Nah, tinggal saya amati saja diri saya sendiri, seberapa banyak atau seberapa sering atau seberapa dominankah saya mengalami stimulus respon dalam kehidupan saya sehari-hari dan sudah berapa tahunkah itu berlangsung, serta apa hasil yang kasat mata sebagai akibat ketidaksadaran saya itu ?

Biasanya akan timbul berbagai trauma kejiwaan, luka batin dan berbagai emosi negatif beserta energi dari emosi tersebut yang tertimbun dalam memori bawah sadar yang kemudian menjadi sebuah pola kejadian yang akan terulang terus menerus, kebiasaan buruk, gangguan emosi dan atau sakit fisik.

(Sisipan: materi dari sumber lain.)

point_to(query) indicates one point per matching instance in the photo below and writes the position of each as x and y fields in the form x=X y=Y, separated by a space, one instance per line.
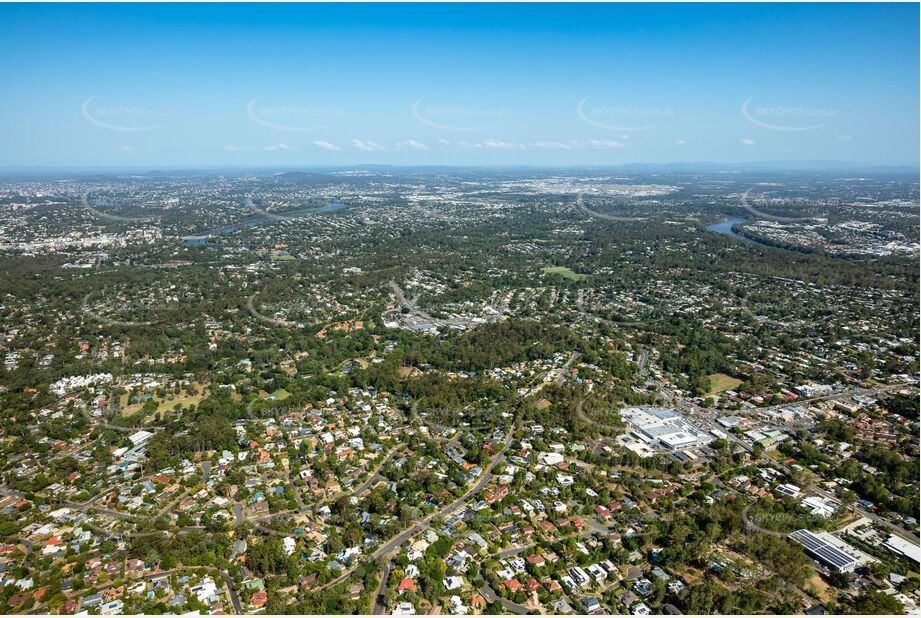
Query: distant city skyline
x=283 y=86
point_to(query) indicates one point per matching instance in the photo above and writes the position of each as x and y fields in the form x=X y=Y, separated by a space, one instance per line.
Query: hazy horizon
x=242 y=86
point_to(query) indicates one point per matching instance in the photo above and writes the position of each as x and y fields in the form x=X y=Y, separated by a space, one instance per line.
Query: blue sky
x=290 y=85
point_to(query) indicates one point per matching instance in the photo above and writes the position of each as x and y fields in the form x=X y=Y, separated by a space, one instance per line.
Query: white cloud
x=411 y=145
x=495 y=144
x=279 y=147
x=556 y=145
x=368 y=145
x=605 y=143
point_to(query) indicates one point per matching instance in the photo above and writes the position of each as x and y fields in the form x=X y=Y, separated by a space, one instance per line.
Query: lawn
x=720 y=382
x=565 y=272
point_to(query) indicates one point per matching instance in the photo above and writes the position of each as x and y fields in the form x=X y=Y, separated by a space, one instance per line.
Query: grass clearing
x=720 y=382
x=564 y=272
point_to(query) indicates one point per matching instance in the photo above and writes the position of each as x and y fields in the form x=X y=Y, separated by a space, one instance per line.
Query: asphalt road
x=422 y=524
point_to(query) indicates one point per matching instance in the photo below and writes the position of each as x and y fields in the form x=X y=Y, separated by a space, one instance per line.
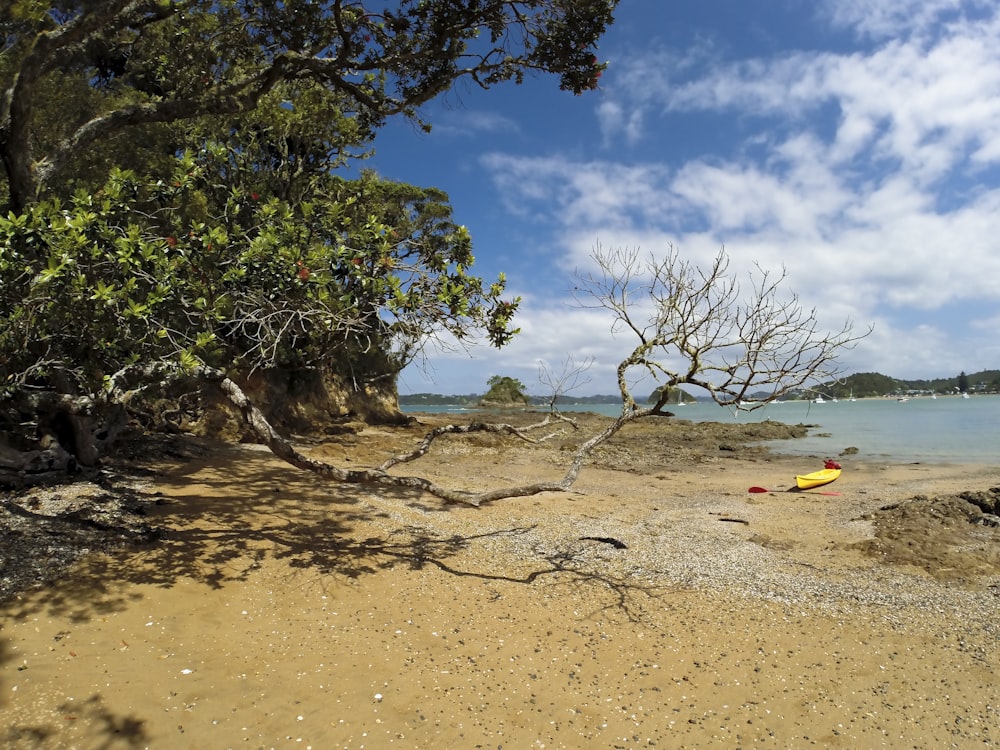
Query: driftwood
x=95 y=423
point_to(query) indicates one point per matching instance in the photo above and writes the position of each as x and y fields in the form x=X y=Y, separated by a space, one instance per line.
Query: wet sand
x=282 y=612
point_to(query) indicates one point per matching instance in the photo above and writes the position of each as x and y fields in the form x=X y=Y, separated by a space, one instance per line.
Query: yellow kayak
x=817 y=478
x=829 y=472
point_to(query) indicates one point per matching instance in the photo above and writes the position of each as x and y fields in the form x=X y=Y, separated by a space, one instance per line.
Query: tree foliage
x=170 y=194
x=139 y=272
x=78 y=77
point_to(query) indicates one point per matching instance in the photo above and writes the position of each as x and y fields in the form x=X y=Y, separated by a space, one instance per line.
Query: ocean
x=948 y=429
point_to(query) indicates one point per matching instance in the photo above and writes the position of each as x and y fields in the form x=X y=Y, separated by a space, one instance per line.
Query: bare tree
x=697 y=327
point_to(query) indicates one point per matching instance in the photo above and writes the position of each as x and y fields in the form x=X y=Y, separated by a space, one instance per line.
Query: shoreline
x=277 y=611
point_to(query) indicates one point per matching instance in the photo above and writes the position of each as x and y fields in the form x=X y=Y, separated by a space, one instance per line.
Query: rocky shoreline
x=658 y=603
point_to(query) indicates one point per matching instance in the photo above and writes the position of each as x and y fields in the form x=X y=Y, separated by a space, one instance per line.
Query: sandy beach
x=660 y=604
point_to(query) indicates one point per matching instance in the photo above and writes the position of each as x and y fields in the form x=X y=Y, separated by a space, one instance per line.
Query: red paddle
x=762 y=489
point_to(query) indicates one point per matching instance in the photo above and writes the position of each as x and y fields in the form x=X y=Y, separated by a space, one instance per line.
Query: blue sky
x=854 y=143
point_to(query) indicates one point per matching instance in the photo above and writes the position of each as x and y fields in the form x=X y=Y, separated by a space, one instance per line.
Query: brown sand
x=279 y=612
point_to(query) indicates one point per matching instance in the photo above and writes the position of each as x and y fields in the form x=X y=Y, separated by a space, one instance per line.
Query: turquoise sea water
x=947 y=429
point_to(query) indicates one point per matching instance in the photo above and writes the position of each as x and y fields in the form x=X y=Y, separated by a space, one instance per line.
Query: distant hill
x=859 y=385
x=868 y=384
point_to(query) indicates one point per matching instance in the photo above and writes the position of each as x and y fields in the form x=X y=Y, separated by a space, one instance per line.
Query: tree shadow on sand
x=225 y=513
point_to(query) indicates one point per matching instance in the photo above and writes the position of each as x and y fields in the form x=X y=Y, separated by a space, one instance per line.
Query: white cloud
x=868 y=176
x=886 y=18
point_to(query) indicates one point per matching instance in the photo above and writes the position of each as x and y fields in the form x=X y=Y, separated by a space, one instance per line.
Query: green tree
x=120 y=286
x=505 y=390
x=221 y=238
x=80 y=79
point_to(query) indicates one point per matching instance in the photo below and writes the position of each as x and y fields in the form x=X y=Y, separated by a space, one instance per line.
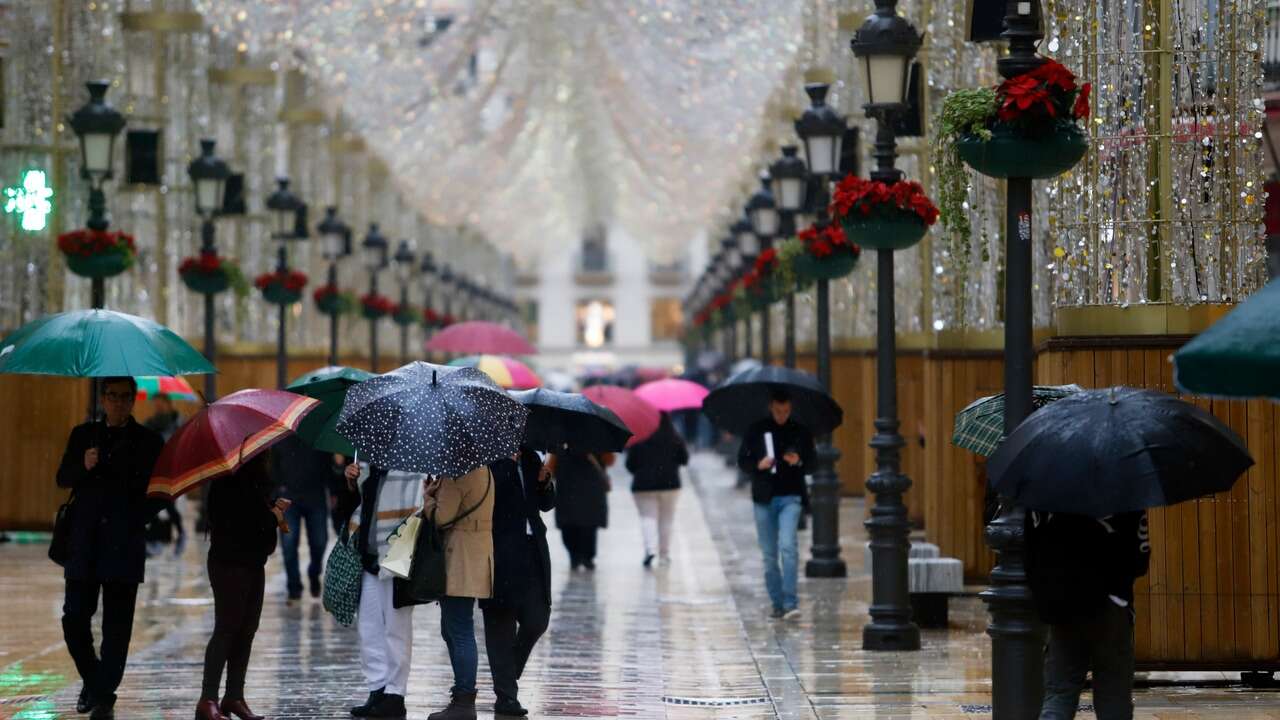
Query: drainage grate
x=714 y=701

Contohnya apa ? Yang pernah saya alami dulu di antaranya adalah saya pernah kehilangan sepatu hingga 12 (dua belas) kali mulai usia SMP hingga setelah menikah sebelum saya menyadari dan merusak pola itu, pernah juga memiliki barang apa pun selalu cepat rusak, uang selalu habis, sakit kepala atau pusing sehingga langganan minum paramex, alergi udang yang menyebabkan gatal di rongga mulut, biduren di setiap maghrib, penakut, serangan panik (panic attack) dan gangguan kecemasan (anxiety disorder) yang menyebabkan detak jantung tak beraturan (aritmia), tekanan darah tinggi (hipertensi) dan naiknya asam lambung menuju esofagus atau yang dikenal sebagai GERD (gastroesophageal reflux disease). Itu semua karena saya terserap dalam stimulus respon, hadir dalam keadaan. Itu semua karena kesalahan saya sendiri, bukan karena orang lain dan bukan pula karena keadaan di luar diri saya, namun saya sering beralibi dengan menyalahkan semua yang di luar diri sebagai penyebab kondisi saya. Ngawur kan saiyah ?

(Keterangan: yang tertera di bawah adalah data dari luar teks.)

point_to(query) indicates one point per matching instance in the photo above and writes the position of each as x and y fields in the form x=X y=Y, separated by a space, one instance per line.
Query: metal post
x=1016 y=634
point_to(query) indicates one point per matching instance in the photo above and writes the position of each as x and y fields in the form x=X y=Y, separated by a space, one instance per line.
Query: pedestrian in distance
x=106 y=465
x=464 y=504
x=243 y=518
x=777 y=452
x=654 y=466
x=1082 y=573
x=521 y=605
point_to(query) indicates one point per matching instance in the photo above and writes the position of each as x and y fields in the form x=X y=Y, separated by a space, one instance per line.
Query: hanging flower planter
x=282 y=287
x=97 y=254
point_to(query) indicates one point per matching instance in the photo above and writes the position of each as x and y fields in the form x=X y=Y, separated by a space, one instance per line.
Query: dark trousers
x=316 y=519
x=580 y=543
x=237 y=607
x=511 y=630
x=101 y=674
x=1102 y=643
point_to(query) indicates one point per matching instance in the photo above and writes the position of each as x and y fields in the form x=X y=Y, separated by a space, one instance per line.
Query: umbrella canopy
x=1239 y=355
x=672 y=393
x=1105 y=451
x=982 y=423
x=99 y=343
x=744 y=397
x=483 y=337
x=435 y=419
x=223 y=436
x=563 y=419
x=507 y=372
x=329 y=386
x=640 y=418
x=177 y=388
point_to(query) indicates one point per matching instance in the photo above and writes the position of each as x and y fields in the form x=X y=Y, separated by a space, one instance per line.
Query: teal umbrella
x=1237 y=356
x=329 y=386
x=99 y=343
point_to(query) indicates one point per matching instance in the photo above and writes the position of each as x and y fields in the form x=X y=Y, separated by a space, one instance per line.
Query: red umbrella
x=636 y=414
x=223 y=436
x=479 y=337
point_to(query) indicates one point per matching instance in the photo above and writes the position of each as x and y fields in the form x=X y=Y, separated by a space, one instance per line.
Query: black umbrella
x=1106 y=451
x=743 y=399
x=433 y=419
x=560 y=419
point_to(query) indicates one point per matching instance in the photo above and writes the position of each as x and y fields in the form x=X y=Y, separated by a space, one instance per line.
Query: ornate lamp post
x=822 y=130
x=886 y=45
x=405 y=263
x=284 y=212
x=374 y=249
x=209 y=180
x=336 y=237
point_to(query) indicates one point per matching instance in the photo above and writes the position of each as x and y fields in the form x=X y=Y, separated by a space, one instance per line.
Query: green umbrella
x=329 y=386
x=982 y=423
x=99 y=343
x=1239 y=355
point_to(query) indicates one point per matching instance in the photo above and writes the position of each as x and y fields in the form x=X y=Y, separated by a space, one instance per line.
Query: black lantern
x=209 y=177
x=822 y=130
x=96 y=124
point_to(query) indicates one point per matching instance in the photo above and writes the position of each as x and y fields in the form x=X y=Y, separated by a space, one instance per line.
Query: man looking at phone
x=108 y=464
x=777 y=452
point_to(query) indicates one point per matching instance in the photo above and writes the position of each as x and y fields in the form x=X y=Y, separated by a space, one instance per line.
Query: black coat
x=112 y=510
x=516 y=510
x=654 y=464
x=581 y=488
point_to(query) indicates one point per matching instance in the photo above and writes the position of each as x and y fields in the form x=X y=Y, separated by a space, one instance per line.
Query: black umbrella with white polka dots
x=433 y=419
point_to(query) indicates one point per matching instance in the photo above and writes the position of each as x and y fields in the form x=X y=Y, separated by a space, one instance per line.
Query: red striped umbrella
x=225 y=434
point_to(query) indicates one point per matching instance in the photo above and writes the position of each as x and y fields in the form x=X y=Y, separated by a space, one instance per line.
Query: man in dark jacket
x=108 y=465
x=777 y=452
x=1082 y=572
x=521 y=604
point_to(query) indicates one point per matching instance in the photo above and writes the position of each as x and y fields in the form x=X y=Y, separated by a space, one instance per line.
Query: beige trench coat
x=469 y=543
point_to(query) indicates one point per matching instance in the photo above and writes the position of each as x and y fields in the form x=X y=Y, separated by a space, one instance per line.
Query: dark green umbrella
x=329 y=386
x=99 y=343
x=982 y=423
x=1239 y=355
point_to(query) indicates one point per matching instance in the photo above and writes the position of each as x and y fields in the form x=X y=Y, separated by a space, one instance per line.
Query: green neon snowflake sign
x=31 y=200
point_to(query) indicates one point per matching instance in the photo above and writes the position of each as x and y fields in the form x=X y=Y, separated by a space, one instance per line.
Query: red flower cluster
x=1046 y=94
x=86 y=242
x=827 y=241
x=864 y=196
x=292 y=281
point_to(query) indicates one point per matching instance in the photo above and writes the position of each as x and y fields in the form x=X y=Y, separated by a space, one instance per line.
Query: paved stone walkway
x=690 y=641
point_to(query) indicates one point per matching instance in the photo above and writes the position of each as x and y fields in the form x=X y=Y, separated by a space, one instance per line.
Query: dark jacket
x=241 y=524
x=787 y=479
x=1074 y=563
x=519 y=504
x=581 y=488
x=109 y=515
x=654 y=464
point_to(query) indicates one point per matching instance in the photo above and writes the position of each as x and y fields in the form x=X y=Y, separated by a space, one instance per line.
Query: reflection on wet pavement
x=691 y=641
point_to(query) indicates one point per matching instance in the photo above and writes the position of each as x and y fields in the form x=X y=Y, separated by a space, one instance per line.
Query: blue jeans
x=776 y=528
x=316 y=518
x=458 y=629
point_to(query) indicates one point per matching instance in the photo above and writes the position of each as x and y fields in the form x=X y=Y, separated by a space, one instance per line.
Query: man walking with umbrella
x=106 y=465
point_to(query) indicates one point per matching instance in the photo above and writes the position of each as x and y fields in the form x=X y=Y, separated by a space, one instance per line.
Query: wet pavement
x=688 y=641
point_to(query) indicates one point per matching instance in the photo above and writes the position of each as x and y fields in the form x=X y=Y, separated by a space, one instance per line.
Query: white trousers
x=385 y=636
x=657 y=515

Ketidaksadaran yang tak kunjung diatubati, sama artinya melampaukan kehidupan dalam arti terus menerus hidup di masa lalu.

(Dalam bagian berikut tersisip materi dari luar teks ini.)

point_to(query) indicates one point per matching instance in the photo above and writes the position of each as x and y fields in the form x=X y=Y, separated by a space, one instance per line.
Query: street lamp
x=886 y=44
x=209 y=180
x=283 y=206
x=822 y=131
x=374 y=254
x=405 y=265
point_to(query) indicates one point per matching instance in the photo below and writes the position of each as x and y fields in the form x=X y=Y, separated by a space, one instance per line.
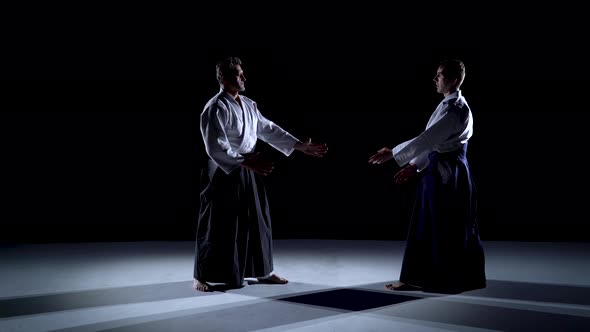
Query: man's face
x=235 y=81
x=443 y=84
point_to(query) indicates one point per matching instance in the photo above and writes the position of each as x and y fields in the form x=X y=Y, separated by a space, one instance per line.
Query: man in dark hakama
x=234 y=231
x=443 y=251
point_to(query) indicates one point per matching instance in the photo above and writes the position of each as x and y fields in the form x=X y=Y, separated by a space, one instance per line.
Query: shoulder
x=217 y=102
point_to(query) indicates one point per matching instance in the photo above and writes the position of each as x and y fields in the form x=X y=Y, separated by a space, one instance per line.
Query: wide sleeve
x=274 y=135
x=417 y=149
x=214 y=121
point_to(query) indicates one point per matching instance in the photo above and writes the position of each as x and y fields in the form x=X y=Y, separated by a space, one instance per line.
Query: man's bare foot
x=273 y=279
x=400 y=286
x=200 y=286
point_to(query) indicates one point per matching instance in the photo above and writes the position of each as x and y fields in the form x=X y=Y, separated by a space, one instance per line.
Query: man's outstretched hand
x=312 y=149
x=258 y=163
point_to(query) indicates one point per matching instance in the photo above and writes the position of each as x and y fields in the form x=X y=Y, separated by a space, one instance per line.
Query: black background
x=100 y=116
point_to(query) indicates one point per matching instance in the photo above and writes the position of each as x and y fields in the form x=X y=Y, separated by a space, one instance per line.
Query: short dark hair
x=453 y=68
x=225 y=67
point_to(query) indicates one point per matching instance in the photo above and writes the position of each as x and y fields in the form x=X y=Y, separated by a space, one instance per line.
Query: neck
x=450 y=92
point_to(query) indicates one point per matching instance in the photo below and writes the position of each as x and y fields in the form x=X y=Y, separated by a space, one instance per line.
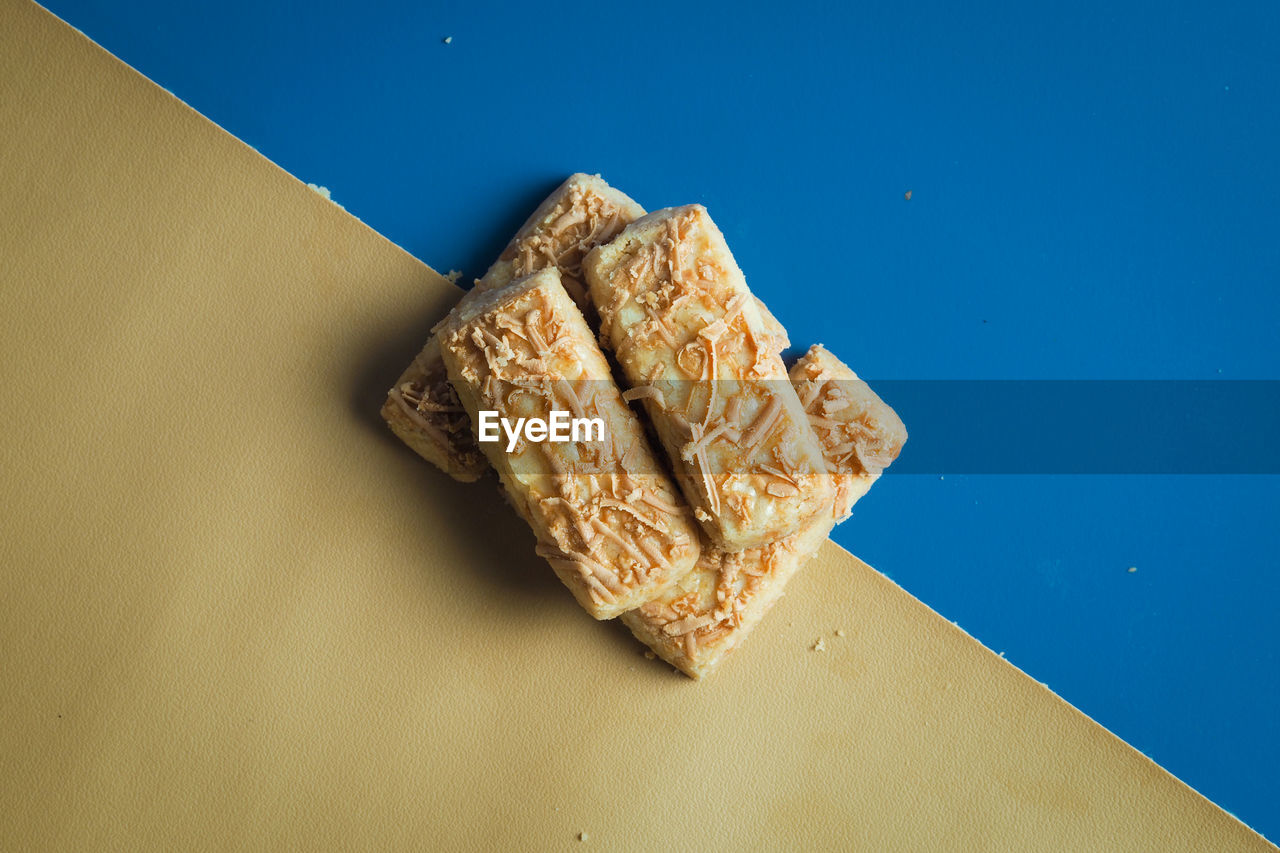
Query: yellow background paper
x=236 y=611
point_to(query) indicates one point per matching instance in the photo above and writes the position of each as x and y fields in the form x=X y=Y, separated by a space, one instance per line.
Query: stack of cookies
x=689 y=515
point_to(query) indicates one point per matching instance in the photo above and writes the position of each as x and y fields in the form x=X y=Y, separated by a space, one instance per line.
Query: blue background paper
x=1095 y=195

Kok bisa ? Bisa. Nyatanya seperti ini :

Hubungan antara Pikiran dan Tubuh

Setiap kali saya berpikir atau memikirkan sesuatu, sel otak yang disebut neuron menjadi aktif dan berkomunikasi dengan neuron lain, tidak hanya satu atau dua, melainkan banyak jumlahnya dan semakin lama semakin kuat serta membentuk kelompok sendiri yang disebut sebagai synaptic potentiation yang kemudian mengendalikan pola pikir dan prilaku saya.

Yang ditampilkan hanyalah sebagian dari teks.